Spark on Yarn 任務提交流程原始碼分析

破棉襖發表於2015-10-21

流程分析,以作備忘:

shell呼叫org.apache.spark.deploy.SparkSubmit   >  org.apache.spark.deploy.yarn.Client


開啟org.apache.spark.deploy.yarn.Client的main方法:
  1. def main(argStrings: Array[String]) {
  2.     if (!sys.props.contains("SPARK_SUBMIT")) {
  3.       logWarning("WARNING: This client is deprecated and will be removed in a " +
  4.         "future version of Spark. Use ./bin/spark-submit with \"--master yarn\"")
  5.     }

  6.     // Set an env variable indicating we are running in YARN mode.
  7.     // Note that any env variable with the SPARK_ prefix gets propagated to all (remote) processes
  8.     System.setProperty("SPARK_YARN_MODE", "true")
  9.     val sparkConf = new SparkConf

  10.     val args = new ClientArguments(argStrings, sparkConf)
  11.     // to maintain backwards-compatibility
  12.     if (!Utils.isDynamicAllocationEnabled(sparkConf)) {
  13.       sparkConf.setIfMissing("spark.executor.instances", args.numExecutors.toString)
  14.     }
  15.     new Client(args, sparkConf).run()
  16.   }
進入run()方法:
  1. def run(): Unit = {
  2.     val appId = submitApplication()
  3.    //判斷是否等待完成,根據提交模式判斷(client、cluster兩種模式  
  4.    // private val fireAndForget = isClusterMode && !sparkConf.getBoolean("spark.yarn.submit.waitAppCompletion", true)
  5.    if (fireAndForget) {                             
  6.       val report = getApplicationReport(appId)                               //ApplicationReport是應用程式的報告(包括程式使用者、程式佇列、程式名稱等等
  7.       val state = report.getYarnApplicationState                             //得到應用程式的完成狀態
  8.       logInfo(s"Application report for $appId (state: $state)")
  9.       logInfo(formatReportDetails(report)
  10.       if (state == YarnApplicationState.FAILED || state == YarnApplicationState.KILLED) {    //判斷狀態
  11.         throw new SparkException(s"Application $appId finished with status: $state")
  12.       }
  13.     } else {
  14.       val (yarnApplicationState, finalApplicationStatus) = monitorApplication(appId)               //client模式提交的處理 (博文後邊細說此方法)  涉及兩個物件YarnApplicationState(對於yarn來說任務的狀態)、FinalApplicationStatus(對於任務來說任務的執行狀態)
  15.       if (yarnApplicationState == YarnApplicationState.FAILED ||
  16.         finalApplicationStatus == FinalApplicationStatus.FAILED) {
  17.         throw new SparkException(s"Application $appId finished with failed status")
  18.       }
  19.       if (yarnApplicationState == YarnApplicationState.KILLED ||
  20.         finalApplicationStatus == FinalApplicationStatus.KILLED) {
  21.         throw new SparkException(s"Application $appId is killed")
  22.       }
  23.       if (finalApplicationStatus == FinalApplicationStatus.UNDEFINED) {
  24.         throw new SparkException(s"The final status of application $appId is undefined")
  25.       }
  26.     }
  27.   }
跟進submitApplication()方法:
  1. def submitApplication(): ApplicationId = {
  2.     var appId: ApplicationId = null
  3.     try {
  4.       // Setup the credentials before doing anything else,
  5.       // so we have don't have issues at any point.
  6.       setupCredentials()
  7.       yarnClient.init(yarnConf)
  8.       yarnClient.start()

  9.       logInfo("Requesting a new application from cluster with %d NodeManagers"
  10.         .format(yarnClient.getYarnClusterMetrics.getNumNodeManagers))

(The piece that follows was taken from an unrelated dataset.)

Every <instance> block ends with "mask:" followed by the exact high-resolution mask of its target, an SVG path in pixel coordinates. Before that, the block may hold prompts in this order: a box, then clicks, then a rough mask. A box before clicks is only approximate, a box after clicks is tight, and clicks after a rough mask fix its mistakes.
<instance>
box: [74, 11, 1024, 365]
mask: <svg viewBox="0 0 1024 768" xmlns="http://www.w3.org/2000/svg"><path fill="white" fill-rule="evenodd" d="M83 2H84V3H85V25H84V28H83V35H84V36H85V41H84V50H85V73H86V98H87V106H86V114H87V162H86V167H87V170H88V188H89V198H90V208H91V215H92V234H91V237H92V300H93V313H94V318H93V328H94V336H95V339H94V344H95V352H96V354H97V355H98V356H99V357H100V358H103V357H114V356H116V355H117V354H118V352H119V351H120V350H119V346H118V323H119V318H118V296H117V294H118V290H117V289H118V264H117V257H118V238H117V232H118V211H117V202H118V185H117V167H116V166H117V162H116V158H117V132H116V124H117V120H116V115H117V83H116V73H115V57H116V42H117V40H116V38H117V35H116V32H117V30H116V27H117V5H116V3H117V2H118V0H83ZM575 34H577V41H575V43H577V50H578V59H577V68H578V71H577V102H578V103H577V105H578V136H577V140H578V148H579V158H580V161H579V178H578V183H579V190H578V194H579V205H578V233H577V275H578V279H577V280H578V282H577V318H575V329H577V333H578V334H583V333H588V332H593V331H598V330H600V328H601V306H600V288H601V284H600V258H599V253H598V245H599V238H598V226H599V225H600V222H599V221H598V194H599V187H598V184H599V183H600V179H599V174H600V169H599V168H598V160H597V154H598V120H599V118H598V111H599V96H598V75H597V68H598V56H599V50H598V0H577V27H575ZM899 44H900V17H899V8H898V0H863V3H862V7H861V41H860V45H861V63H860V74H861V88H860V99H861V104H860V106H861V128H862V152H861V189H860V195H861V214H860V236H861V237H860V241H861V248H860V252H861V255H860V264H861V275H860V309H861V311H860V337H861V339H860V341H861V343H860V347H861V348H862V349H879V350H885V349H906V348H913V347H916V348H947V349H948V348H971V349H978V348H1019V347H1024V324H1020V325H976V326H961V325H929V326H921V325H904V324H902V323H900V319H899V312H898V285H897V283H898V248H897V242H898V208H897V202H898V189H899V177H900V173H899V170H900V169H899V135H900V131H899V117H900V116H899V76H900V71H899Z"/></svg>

  11.       // Get a new application from our RM
  12.       val newApp = yarnClient.createApplication()
  13.       val newAppResponse = newApp.getNewApplicationResponse()
  14.       appId = newAppResponse.getApplicationId()

  15.       // Verify whether the cluster has enough resources for our AM
  16.       verifyClusterResources(newAppResponse)                                  //記憶體判斷   (博文後邊細講此方法)

  17.       // Set up the appropriate contexts to launch our AM
  18.       val containerContext = createContainerLaunchContext(newAppResponse)      // 構建ApplicationMaster的container(包括jar包路徑 userClas等)
  19.       val appContext = createApplicationSubmissionContext(newApp, containerContext)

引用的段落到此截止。